Difference Between Moving Out and Staying At Home – Communications Essay
Most teenagers would swear on their own grave that they would move out of their parent’s home at the first chance they get. The young adult does not yet realize the

differences in moving out on their own and living at home. There will be many harsh realities they must face. Mom is not there to do house work any more, the bills are infinite, and the kitchen is no longer magically filled with food. That may not sound too real to a person who has not moved away from home; however, they are yet to move away from home.

The work required to keep a home clean tends to go unnoticed when the mother does it. Clean floors, tidy rooms, and fresh laundry tend to be taken for granite. Even though the average teenager may help around the house one of the parents tend to do most of the housework. The floor is always clean, the rooms are always tidy, and laundry is never less than fresh and neatly folded.

When a teenager grows up and moves out this all changes. The laundry will pile high and become a daunting task for them to achieve. The back door step will be dirty, and the rooms will become cluttered. Not only are these chores time consuming, they can also be costly. That huge pile of laundry takes money to wash. Thoughtlessly, roommates trash the room that was just clean. The dishes pile high despite all efforts and the trashcan seems to suddenly fill when unattended.
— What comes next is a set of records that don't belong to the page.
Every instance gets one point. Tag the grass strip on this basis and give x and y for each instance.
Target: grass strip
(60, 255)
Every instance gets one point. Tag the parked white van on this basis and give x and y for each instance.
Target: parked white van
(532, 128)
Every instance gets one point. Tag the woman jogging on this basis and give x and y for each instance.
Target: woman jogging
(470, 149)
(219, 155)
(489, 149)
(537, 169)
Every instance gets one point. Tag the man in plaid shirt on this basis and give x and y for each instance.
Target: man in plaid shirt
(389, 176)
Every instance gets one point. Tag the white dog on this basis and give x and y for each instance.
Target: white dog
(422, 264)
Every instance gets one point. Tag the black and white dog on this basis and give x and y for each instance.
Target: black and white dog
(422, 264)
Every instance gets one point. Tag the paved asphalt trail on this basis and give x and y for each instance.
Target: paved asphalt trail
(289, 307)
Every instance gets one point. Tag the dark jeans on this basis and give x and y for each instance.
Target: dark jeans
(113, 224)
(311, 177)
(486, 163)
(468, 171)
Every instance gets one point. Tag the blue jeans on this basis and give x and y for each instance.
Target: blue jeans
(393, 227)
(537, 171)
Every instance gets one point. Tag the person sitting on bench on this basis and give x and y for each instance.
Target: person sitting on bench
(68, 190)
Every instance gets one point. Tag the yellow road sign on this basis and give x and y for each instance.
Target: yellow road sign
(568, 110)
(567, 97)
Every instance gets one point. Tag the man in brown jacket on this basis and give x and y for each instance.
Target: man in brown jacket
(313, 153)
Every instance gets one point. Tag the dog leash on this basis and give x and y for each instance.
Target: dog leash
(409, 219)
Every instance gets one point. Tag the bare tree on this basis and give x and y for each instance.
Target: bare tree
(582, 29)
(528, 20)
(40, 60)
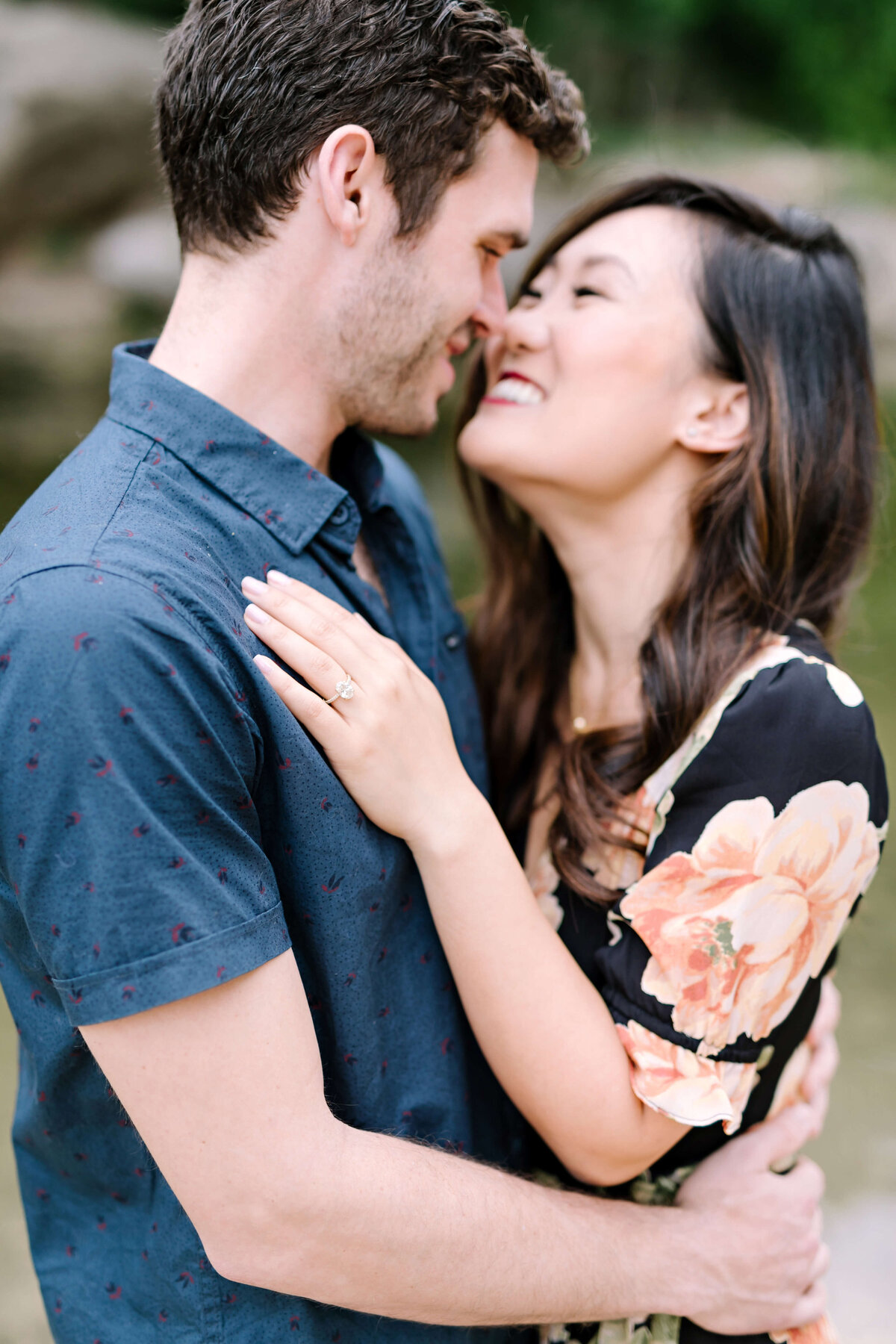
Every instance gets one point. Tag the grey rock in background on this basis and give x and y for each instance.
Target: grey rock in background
(75, 96)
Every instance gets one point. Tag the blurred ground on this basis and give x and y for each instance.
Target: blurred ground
(89, 257)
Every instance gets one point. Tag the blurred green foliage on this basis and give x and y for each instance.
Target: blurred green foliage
(821, 69)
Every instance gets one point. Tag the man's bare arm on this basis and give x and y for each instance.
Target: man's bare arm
(287, 1198)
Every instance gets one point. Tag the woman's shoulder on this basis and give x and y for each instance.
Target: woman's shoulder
(791, 721)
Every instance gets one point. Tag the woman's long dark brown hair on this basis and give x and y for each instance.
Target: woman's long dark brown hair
(778, 524)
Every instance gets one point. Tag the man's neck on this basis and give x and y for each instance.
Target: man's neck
(231, 335)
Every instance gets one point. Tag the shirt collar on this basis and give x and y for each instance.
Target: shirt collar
(293, 500)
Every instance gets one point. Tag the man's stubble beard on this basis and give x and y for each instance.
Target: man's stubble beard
(390, 340)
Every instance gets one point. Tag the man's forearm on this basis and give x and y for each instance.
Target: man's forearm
(396, 1229)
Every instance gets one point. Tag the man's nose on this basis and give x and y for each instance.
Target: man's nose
(491, 312)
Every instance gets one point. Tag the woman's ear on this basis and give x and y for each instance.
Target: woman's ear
(348, 172)
(719, 423)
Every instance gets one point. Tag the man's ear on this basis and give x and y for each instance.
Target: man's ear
(348, 172)
(716, 423)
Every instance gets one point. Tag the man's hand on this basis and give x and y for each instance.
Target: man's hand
(759, 1234)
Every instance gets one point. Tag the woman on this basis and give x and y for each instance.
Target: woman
(671, 460)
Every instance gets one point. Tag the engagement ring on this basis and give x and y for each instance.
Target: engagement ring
(344, 690)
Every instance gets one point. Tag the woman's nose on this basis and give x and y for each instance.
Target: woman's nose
(527, 329)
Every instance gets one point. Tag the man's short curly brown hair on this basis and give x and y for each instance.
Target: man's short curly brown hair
(253, 87)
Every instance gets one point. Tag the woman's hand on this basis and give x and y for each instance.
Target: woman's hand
(391, 742)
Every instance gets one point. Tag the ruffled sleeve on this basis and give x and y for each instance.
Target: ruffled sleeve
(766, 843)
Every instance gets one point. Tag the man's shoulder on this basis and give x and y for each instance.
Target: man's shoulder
(75, 507)
(403, 485)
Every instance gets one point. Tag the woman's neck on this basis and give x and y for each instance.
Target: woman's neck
(621, 561)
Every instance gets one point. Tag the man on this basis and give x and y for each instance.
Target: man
(190, 900)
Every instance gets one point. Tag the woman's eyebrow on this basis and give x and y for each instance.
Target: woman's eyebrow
(608, 258)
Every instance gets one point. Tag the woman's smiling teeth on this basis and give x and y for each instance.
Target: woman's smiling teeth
(517, 390)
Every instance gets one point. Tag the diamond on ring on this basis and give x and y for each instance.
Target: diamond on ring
(344, 690)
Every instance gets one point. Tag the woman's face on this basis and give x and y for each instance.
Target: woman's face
(600, 374)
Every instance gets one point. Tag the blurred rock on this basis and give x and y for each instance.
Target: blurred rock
(75, 116)
(139, 255)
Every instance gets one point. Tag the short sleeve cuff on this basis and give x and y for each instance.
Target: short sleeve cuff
(178, 974)
(682, 1085)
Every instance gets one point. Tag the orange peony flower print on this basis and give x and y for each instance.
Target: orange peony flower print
(682, 1085)
(736, 927)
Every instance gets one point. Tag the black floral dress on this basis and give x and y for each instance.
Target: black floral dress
(766, 830)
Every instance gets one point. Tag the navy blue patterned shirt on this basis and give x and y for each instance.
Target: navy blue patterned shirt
(167, 826)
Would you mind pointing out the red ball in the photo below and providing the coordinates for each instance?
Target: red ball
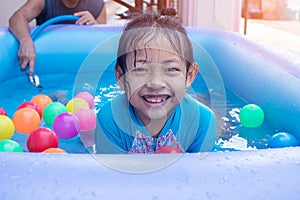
(41, 139)
(2, 112)
(31, 105)
(169, 149)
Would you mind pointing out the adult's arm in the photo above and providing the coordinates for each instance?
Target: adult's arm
(101, 19)
(19, 26)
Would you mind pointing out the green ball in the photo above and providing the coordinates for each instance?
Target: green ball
(52, 110)
(10, 146)
(251, 116)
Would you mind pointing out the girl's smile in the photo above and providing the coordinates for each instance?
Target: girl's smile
(155, 83)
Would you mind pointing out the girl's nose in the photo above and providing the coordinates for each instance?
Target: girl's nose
(156, 80)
The task of keeping a clean home at this point becomes devastating.

Alas, trash and clutter become the last of the worries as the bills begin to roll in. Living at home with parents makes bills appear as some fictional scary story. The most a teenager usually pays for is a car to drive, and a few other luxuries. The parents pay for the water left dripping, the gas burnt by the stove, and the power consumed by the light left on. Teenagers living at home will never even notice any of these expenses.

Once the young adult moves out bills rear their ugly heads and become a reality. A light left on soon becomes blow to ones wallet. This is when the biggest changes begin to occur. The lights will be off in unoccupied rooms, the TV will never be left on, and the furnace will get turned down. Power may have been a necessity at home; now it has become a nascence.

Now that the youngster is sitting bored and cold in the dark, the last reality comes into play. In the average home, under the wing of the mother a child will never know starvation. Food is plentiful and free in the kitchens of most parent’s homes. The mother or father goes to the store about the same time every week or two. This is the number one reality taken for granite when the teenager lives with their parents. There is always milk to poor into that bowl of the son or daughters favorite cereal. When the son arrives home his favorite microwavable delicacy is always waiting in the freezer. His parents still give him money to eat lunch at school. His proud mother will have a delicious family dinner prepared every Sunday evening. As long as he lives under that roof he will never have to cash in his aluminum cans to buy a cheeseburger at McDonalds.

To that young persons dismay, they will some day move out on their own. They will open the refrigerator door in their new home. All that they will find is the half a beer their roommate left there the night before. There will be no milk to poor over that bowl of generic brand Cheerios. Payday will finally come and they will go to the store. They will come home from Aldis grocery store. They will open their box of pre patied hamburgers and cook one to eat. As they take the first bite of that cheese-less, burnt, hamburger they realize they miss their mothers cooking.

Now this young, proud adult sits cold and bored in their new home, and waits for his laundry to finish the spin cycle. He thinks to himself why did I move out, then, he thinks, “I am going to move back home!” All too late he realizes I cannot leave my roommates out in the cold. He faces the reality that moving out is over rated.